Distributional value gradients for stochastic environments
Baptiste Debes, Tinne Tuytelaars
TL;DR
This work addresses the challenge of gradient-aware credit assignment in stochastic environments by extending distributional reinforcement learning to model not only returns but also their gradients. It introduces Distributional Sobolev Training and a Sobolev Bellman operator that jointly bootstraps return and gradient distributions, implemented via a differentiable world model (cVAE) and trained with Max–Sliced MMD (MSMMD). The authors prove contraction properties for the Sobolev operator under both Wasserstein and MSMMD metrics and demonstrate improved stability and robustness in a stochastic toy task and MuJoCo benchmarks, including ablations on world-model choices and overestimation bias controls. The proposed Distributional Sobolev Deterministic Policy Gradient (DSDPG) framework advances sample efficiency and gradient-informed policy improvement in uncertain environments, with broad implications for model-based, gradient-aware RL and related fields.
Abstract
Gradient-regularized value learning methods improve sample efficiency by leveraging learned models of transition dynamics and rewards to estimate return gradients.
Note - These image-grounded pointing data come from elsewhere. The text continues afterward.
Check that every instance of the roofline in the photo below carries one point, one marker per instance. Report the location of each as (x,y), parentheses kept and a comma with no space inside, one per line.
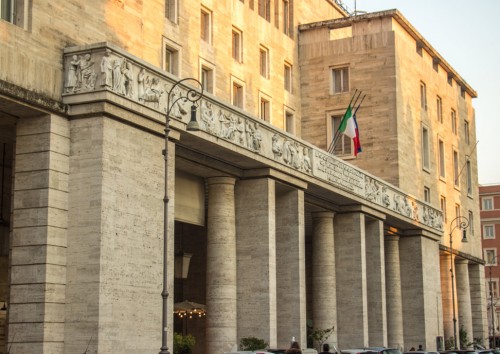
(398,16)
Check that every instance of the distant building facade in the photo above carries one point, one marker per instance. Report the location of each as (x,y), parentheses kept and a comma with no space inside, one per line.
(490,230)
(281,235)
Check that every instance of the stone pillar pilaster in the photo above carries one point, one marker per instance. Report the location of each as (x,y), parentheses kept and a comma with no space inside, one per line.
(352,304)
(324,285)
(39,236)
(445,266)
(290,267)
(221,334)
(395,337)
(478,301)
(419,255)
(376,287)
(463,297)
(256,254)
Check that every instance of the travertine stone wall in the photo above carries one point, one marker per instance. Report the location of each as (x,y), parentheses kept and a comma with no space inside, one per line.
(256,255)
(419,257)
(395,337)
(290,256)
(352,302)
(376,282)
(323,279)
(221,287)
(478,302)
(115,239)
(39,239)
(464,296)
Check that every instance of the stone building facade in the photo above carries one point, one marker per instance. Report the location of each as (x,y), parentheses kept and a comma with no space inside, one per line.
(281,234)
(490,228)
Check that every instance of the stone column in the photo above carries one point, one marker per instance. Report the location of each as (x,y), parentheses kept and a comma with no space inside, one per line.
(39,235)
(463,298)
(394,301)
(324,285)
(290,266)
(222,316)
(419,255)
(256,255)
(445,264)
(376,287)
(478,301)
(352,305)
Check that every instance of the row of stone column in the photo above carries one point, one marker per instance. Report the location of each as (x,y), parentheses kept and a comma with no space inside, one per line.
(376,289)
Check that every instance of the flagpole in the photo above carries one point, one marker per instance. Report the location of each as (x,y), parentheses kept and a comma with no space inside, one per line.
(336,136)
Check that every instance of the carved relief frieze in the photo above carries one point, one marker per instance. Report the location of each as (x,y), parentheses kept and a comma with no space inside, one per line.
(106,68)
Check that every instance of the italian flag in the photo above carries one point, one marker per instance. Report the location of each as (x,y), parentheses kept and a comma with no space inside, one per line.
(349,127)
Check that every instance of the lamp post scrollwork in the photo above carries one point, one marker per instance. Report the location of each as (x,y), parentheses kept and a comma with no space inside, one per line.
(174,96)
(460,222)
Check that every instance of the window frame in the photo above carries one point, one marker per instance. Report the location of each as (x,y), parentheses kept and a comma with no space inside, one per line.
(423,96)
(176,57)
(172,10)
(487,202)
(426,157)
(486,234)
(237,44)
(264,61)
(206,17)
(238,97)
(339,82)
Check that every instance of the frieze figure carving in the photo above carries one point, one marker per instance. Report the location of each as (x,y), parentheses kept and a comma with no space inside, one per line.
(106,70)
(152,91)
(72,79)
(276,146)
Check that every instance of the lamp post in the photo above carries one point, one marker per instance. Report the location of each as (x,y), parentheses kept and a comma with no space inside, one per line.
(193,96)
(492,307)
(460,222)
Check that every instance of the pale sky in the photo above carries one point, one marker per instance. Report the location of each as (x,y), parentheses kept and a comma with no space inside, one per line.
(467,35)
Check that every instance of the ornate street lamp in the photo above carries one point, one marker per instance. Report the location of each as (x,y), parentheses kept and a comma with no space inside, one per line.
(463,223)
(174,95)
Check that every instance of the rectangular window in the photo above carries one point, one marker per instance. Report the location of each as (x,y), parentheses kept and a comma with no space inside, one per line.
(423,96)
(265,109)
(237,94)
(488,231)
(344,145)
(287,73)
(439,109)
(466,132)
(237,45)
(340,80)
(427,194)
(264,62)
(469,177)
(454,122)
(289,122)
(471,223)
(171,10)
(288,17)
(456,172)
(207,78)
(442,204)
(171,60)
(442,169)
(487,203)
(493,288)
(206,25)
(425,149)
(490,256)
(265,9)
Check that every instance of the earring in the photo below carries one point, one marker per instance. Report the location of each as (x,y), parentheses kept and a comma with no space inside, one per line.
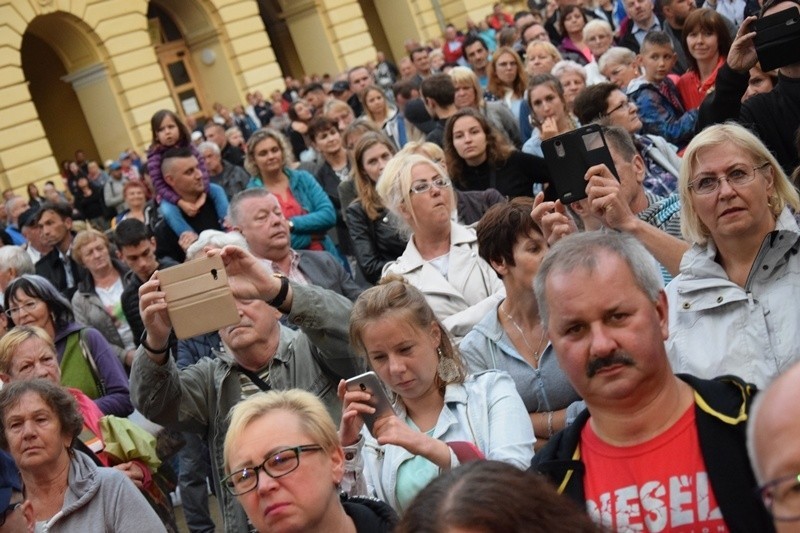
(447,370)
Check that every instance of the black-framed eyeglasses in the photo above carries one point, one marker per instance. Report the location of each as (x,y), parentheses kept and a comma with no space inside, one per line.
(8,510)
(278,464)
(28,307)
(781,497)
(737,176)
(624,105)
(419,187)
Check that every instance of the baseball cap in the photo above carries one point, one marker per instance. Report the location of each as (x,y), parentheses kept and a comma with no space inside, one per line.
(340,87)
(9,479)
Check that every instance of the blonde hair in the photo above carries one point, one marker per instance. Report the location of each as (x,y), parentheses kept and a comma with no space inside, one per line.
(15,337)
(784,194)
(465,76)
(394,296)
(394,186)
(85,237)
(309,410)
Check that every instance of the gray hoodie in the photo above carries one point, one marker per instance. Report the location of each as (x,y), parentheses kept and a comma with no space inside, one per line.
(101,499)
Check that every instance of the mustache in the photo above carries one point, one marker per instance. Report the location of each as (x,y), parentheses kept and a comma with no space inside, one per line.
(619,357)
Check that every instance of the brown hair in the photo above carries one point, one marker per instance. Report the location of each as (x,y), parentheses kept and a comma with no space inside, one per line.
(393,295)
(501,226)
(498,149)
(365,187)
(496,87)
(489,496)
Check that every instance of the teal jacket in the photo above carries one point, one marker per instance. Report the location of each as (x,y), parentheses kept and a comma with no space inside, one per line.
(320,217)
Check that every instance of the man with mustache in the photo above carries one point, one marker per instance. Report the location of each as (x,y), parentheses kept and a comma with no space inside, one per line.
(653,451)
(259,354)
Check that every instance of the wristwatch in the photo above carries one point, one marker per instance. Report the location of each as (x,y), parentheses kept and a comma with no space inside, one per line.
(284,290)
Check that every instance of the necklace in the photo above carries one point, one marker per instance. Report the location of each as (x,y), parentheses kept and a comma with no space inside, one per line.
(524,338)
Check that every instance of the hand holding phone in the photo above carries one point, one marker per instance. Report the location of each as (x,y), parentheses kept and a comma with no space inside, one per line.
(369,383)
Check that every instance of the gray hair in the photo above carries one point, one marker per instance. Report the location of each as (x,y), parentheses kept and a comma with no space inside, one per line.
(583,250)
(214,239)
(567,66)
(16,258)
(208,145)
(234,211)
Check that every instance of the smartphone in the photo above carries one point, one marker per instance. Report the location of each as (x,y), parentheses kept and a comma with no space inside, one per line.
(369,382)
(777,39)
(199,299)
(570,155)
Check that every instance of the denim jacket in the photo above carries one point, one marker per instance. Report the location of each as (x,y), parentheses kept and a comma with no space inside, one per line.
(485,410)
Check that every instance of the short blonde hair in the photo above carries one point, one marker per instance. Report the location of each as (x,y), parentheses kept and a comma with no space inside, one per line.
(85,237)
(462,76)
(394,186)
(784,194)
(15,337)
(310,411)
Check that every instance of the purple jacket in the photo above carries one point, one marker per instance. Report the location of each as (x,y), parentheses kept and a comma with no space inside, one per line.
(163,190)
(117,400)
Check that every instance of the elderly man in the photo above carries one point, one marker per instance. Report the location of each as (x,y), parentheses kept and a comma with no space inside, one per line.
(228,176)
(256,214)
(181,171)
(771,443)
(259,354)
(653,451)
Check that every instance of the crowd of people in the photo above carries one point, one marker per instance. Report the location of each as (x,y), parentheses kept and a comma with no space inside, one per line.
(591,366)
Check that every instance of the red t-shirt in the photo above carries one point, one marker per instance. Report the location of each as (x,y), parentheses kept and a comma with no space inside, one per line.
(659,485)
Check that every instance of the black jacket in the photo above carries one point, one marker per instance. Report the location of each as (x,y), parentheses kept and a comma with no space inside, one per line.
(721,408)
(51,267)
(375,242)
(370,515)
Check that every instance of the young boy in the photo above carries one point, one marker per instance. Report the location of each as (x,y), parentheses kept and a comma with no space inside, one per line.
(656,96)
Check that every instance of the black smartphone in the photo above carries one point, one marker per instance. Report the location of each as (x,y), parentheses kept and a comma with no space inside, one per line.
(370,382)
(570,155)
(777,39)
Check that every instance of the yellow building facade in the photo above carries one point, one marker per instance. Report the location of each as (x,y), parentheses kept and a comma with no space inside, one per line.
(89,74)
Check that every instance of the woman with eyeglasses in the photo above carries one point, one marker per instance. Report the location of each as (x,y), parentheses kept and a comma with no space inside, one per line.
(39,426)
(732,308)
(441,416)
(606,104)
(441,257)
(285,465)
(479,158)
(86,360)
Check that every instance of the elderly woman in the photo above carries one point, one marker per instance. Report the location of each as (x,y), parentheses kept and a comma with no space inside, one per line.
(470,94)
(86,360)
(303,201)
(39,422)
(97,302)
(619,65)
(511,337)
(440,258)
(732,306)
(376,240)
(599,37)
(550,113)
(606,104)
(438,410)
(571,21)
(478,158)
(26,353)
(290,437)
(573,79)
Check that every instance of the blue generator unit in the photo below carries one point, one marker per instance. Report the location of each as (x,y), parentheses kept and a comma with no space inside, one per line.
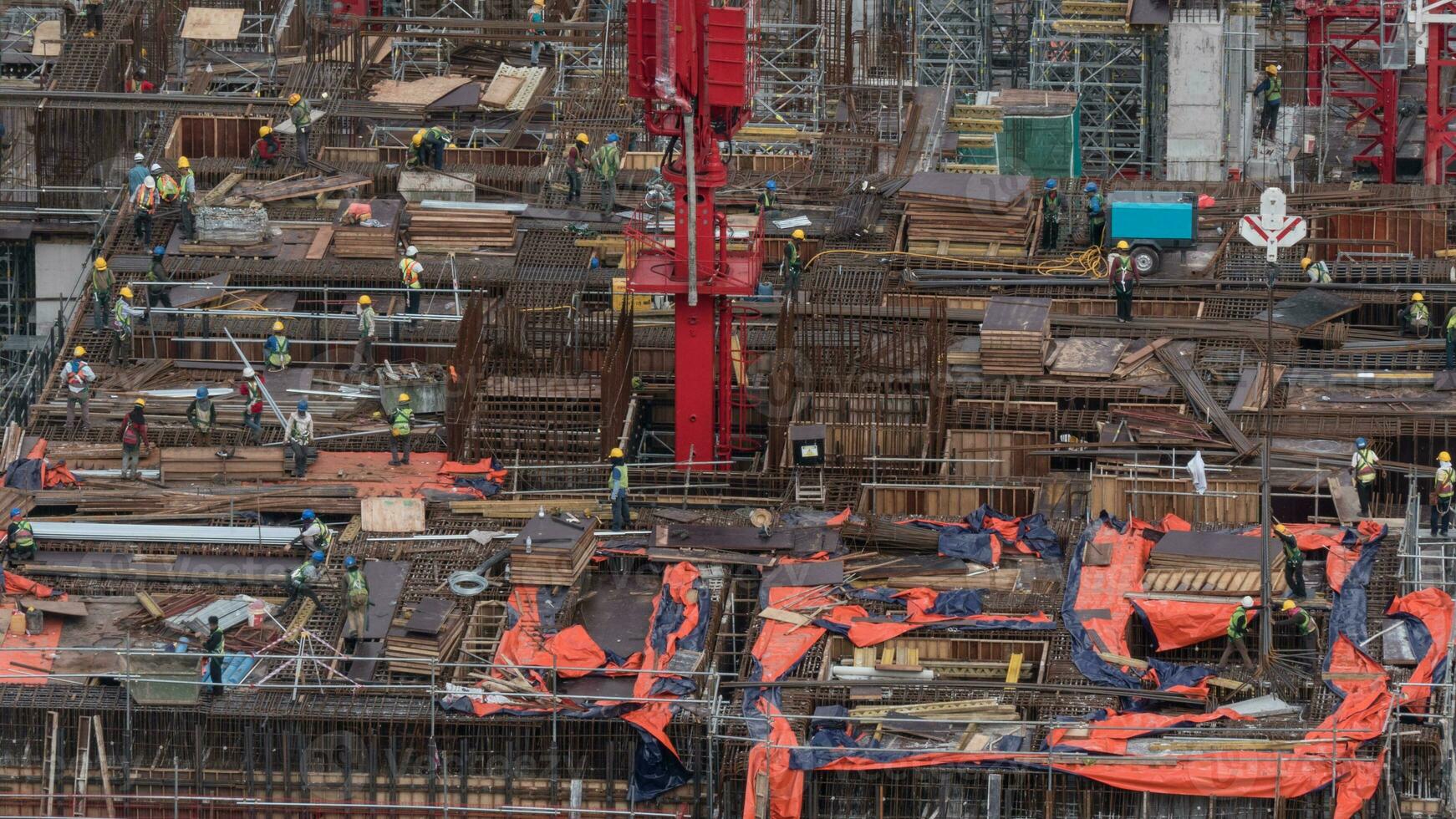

However, existing approaches, such as MAGE, struggle in stochastic or noisy environments, limiting their applicability. In this work, we address these limitations by extending distributional reinforcement learning on continuous state-action spaces to model not only the distribution over scalar state-action value functions but also over their gradients. We refer to this approach as Distributional Sobolev Training. Inspired by Stochastic Value Gradients (SVG), our method utilizes a one-step world model of reward and transition distributions implemented via a conditional Variational Autoencoder (cVAE). The proposed framework is sample-based and employs Max-sliced Maximum Mean Discrepancy (MSMMD) to instantiate the distributional Bellman operator. We prove that the Sobolev-augmented Bellman operator is a contraction with a unique fixed point, and highlight a fundamental smoothness trade-off underlying contraction in gradient-aware RL. To validate our method, we first showcase its effectiveness on a simple stochastic reinforcement learning toy problem, then benchmark its performance on several MuJoCo environments.